In a 1996 address to students at the University of Pennsylvania, Kathy Change wrote: “I want to free my spirit so that it can jump inside of you.” In their devised play “Chang(e),” artistic collaborators Soomi Kim and Suzi Takahashi attempt to bring back Kathy’s voice in order to explore her idea of truth and what that may inspire today. Born Kathleen Chang, the late radical activist and performance artist fearlessly advocated for world peace and against the government. She situated herself on the campus of the University of Pennsylvania for years, calling out to students whom she believed to be the next generation of leaders to initiate revolution.
The audience entered the world of Kathy Change through blue streamers. From the ceiling of the small blackbox theatre hung an eclectic collection of lights, strings, disco balls, and paper lanterns. The stage, just slightly below the risers that surrounded it, was marked by an enormous black peace sign. Using elements of music, dance, film in combination with traditional elements of documentary theater such as interviews with and writings of Change, a cast of seven actors guided an audience through her life and her mind in a piece that was part docudrama and part dream reality.
The show did not attempt to create a biography of Change. The majority of the play’s characters were fictionalized, and the “real events” slipped into imagined dream sequences. It was an appropriate method with which to portray Kathy’s life, given that her own goals stemmed from real world problems but looked toward utopian solutions.
The show's greatest successes were the questions that it generated. Though no single event stands out as the conflict, Kathy’s struggle is her fight to be heard. We see Kathy being passed by in the rain, mocked by students, shunned by other artists, and rejected by publications. The fact of her audience’s neglect leading up to her 1996 self-immolation raises questions of the aims and achievements of radical activists. If no one is listening, what are they accomplishing and how do they persist?
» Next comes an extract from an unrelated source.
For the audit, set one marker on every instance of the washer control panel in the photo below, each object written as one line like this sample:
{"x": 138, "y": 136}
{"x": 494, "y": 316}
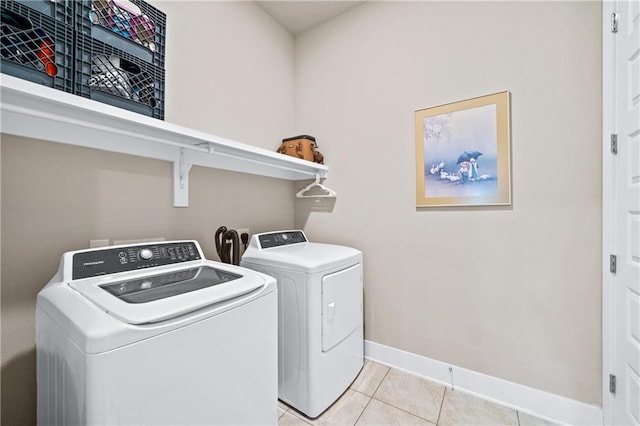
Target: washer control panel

It’s all too easy to dismiss the words of radicals, to call them crazy, to ignore their cries. Perhaps it’s true that their ideas aren’t practical, perhaps they are at times hard to understand. But if radical approaches are not the answer, neither are passive alternatives. Is there a single point on the spectrum, an exact formula, or a correct way to be an activist?
As the rising generation, we all like to call ourselves activists, searching for our places in various movements somewhere between hashtags and peaceful protests. We know that we want change and are quick to identify problems and condemn them. Sometimes we even propose solutions, but this is the hard part. Listening to Soomi Kim recite Kathy’s speeches on stage, I could feel her passion and understand her frustrations with the world. But the thought kept running through my mind: What exactly is it that she wants? It’s harder to picture the future than look at the present, it’s difficult to mark progress when the goal is out of sight.
“Chang(e)” concluded its run at HERE Arts Center on Nov. 22nd, having revived the voice of an artist and provoked the audience to reconsider their relationships to reform.